Classic Cars (UK)

SECOND COMING

These are the pretenders that took inspiratio­n from icons and ran with it – but to what level of success? The Classic Cars team has a retro-modern round-table

- Words CLASSIC CARS TEAM Photograph­y MANUFACTUR­ERS

MERCEDES AMG SLS

PRODUCTION EDITOR JOE BREEZE SAYS ‘The thing that strikes me about the 2010 SLS – the first ground-up design from Mercedes-amg – is that it didn’t try too hard to lean on its ancestor’s reputation. Those with an interest in classic machinery instantly identify it as a spiritual successor to 1955’s 300SL, but it was also fresh and exciting enough for phone-wielding teens to chase them down Knightsbri­dge.

‘It had the Gullwing doors – no longer the necessity of its body design, perhaps rather a retort to other dramatic exotica from Lamborghin­i, Ferrari, Mclaren and Koenigsegg.

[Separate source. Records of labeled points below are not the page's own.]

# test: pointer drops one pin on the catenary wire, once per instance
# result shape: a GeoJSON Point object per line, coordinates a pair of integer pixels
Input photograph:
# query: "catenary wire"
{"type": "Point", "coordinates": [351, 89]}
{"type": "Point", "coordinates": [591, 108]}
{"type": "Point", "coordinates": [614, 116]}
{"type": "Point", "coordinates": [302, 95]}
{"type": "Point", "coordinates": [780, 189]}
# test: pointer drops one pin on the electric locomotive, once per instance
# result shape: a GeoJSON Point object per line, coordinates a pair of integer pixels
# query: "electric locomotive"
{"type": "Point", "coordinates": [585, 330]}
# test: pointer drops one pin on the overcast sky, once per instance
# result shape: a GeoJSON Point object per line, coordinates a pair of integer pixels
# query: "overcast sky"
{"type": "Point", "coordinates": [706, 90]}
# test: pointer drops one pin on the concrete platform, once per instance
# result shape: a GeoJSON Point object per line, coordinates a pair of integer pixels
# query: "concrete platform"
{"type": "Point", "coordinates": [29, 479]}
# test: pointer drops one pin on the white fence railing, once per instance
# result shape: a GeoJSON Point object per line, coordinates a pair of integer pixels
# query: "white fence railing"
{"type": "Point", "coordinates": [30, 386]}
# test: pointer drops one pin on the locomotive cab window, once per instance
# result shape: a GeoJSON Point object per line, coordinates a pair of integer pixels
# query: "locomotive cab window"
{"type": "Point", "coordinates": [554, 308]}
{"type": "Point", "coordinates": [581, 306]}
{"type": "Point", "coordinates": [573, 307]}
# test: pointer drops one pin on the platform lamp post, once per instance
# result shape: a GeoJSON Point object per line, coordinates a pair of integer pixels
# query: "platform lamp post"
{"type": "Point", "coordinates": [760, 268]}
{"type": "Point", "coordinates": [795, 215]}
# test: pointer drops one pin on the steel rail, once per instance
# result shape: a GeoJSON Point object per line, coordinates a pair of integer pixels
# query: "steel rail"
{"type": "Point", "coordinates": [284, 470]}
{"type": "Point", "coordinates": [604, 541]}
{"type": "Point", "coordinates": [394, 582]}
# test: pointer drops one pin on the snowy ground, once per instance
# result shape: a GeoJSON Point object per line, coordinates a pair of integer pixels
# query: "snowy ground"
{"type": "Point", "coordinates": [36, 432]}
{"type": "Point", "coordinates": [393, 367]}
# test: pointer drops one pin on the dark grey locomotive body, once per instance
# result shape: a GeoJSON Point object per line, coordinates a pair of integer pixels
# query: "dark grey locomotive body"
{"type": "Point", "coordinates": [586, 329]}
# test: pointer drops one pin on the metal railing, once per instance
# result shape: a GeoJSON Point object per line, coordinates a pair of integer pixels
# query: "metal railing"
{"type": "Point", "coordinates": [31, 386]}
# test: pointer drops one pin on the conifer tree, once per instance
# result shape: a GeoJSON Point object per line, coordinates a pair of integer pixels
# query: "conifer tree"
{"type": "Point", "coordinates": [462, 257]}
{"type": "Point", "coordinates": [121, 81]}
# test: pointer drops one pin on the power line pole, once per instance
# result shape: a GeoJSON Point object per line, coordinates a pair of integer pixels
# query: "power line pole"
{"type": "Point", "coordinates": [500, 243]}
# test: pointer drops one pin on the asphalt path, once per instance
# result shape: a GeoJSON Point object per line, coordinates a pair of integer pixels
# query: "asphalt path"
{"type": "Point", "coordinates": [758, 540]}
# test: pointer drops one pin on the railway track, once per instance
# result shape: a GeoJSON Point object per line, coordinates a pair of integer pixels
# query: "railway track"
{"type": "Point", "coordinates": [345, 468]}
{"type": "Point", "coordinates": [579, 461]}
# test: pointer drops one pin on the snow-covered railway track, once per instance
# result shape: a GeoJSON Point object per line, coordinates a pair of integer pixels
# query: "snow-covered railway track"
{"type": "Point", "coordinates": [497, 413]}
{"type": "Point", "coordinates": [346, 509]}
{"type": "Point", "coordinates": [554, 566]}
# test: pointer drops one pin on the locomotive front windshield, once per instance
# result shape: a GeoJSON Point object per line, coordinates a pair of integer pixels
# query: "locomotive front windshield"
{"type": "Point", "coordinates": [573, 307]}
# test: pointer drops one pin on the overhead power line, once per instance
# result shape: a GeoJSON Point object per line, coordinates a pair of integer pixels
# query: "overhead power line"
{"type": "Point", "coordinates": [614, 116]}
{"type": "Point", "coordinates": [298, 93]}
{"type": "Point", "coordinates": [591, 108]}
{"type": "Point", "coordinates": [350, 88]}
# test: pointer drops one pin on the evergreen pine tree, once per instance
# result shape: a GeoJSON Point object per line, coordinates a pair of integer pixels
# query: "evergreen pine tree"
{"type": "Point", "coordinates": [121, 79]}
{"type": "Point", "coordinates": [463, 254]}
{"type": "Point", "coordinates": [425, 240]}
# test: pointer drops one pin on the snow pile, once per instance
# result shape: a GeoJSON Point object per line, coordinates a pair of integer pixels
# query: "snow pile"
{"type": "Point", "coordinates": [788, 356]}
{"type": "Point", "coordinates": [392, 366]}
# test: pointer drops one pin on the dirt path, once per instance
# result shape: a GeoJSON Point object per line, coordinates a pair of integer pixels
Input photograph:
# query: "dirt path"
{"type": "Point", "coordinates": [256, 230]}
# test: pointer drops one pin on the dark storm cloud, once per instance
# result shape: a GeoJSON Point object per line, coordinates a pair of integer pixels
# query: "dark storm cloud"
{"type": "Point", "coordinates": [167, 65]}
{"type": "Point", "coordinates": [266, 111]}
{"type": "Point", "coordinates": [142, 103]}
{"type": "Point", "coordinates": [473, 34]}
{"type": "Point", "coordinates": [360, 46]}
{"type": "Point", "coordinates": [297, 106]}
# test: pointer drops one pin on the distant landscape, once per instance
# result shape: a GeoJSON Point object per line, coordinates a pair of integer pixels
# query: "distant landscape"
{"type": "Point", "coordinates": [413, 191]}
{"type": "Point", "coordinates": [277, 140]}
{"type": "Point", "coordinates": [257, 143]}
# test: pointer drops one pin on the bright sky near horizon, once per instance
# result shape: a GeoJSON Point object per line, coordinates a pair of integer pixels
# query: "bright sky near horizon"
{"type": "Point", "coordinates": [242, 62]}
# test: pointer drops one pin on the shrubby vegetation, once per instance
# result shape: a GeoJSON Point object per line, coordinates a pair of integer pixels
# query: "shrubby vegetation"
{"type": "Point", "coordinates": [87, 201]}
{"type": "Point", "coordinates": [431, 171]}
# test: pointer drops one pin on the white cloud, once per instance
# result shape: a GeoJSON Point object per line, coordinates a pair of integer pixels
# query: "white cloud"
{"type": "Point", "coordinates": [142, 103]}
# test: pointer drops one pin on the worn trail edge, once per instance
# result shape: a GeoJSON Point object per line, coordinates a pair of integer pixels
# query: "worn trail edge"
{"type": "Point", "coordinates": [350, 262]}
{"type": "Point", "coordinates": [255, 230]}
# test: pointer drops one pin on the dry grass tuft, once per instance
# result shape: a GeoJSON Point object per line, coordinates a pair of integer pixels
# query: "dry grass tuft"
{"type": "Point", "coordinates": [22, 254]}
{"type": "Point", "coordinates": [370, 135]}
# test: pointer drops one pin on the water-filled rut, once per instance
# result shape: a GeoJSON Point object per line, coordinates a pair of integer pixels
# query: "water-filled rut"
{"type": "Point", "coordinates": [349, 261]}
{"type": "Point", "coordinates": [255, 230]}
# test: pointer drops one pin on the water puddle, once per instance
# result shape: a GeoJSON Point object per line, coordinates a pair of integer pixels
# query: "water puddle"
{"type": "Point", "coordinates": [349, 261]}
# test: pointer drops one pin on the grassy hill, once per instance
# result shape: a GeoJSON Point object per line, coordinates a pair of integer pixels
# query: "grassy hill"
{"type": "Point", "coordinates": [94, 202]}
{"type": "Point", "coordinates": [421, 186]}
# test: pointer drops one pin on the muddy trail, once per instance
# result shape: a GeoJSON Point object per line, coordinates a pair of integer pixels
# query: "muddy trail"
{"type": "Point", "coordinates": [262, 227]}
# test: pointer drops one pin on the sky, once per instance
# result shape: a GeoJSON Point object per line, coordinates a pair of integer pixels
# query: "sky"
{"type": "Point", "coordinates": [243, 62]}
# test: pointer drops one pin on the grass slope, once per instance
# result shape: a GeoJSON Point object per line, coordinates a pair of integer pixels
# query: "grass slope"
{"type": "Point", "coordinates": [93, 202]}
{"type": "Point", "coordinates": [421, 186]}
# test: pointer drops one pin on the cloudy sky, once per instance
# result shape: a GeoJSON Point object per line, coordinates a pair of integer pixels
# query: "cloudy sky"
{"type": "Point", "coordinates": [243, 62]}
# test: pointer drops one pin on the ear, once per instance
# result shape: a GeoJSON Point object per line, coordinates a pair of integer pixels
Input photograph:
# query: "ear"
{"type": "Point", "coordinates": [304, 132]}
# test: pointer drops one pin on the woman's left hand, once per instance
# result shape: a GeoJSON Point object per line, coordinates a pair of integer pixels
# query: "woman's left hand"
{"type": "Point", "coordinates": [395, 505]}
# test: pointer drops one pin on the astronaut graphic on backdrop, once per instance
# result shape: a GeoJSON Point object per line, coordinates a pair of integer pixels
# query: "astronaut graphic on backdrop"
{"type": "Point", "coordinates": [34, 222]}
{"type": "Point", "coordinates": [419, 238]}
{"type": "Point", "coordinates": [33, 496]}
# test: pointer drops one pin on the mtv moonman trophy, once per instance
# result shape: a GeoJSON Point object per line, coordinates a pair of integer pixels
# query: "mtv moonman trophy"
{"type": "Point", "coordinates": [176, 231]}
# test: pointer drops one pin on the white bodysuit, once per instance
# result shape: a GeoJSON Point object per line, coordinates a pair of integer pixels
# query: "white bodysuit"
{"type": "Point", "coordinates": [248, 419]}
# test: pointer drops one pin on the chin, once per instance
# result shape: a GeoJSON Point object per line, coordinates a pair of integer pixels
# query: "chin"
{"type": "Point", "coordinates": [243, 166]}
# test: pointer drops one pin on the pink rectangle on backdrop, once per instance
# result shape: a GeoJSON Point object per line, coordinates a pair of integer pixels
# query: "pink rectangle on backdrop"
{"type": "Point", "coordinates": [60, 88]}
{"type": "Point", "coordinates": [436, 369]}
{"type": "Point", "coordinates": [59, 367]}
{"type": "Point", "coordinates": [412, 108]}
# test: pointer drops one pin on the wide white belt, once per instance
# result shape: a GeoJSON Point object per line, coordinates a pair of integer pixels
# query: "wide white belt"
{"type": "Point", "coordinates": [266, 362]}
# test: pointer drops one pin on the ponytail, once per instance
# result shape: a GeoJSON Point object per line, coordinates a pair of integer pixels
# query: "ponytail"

It had the beautiful long bonneted, rounded-rump proportion­s of the SL too, but by 2010 this was merely a longrunnin­g theme of Mercedes GTS. The single bar grille was also an obvious reference, but the overall shape could be found elsewhere in the Mercedes range, so it didn’t look at odds with it contempora­ry stablemate­s either.

‘In my opinion, the SLS AMG is a design great in its own right, and that’s down to both the purity and attention-to-detail in its design, and the restraint it used with respect – in both senses of the word – to the 300SL. Quite tellingly, in a period interview with its designer Mark Fetherston, he cited airplanes, fighter jets, sharks and even cats as his primary inspiratio­ns – and ‘respect for things that have been done in the past’ was as close as he gave to a 300SL namedrop.

‘Various design awards validate that this wasn’t just Mercedes leaning on its past glory; it was just striving for timelessne­ss... again.’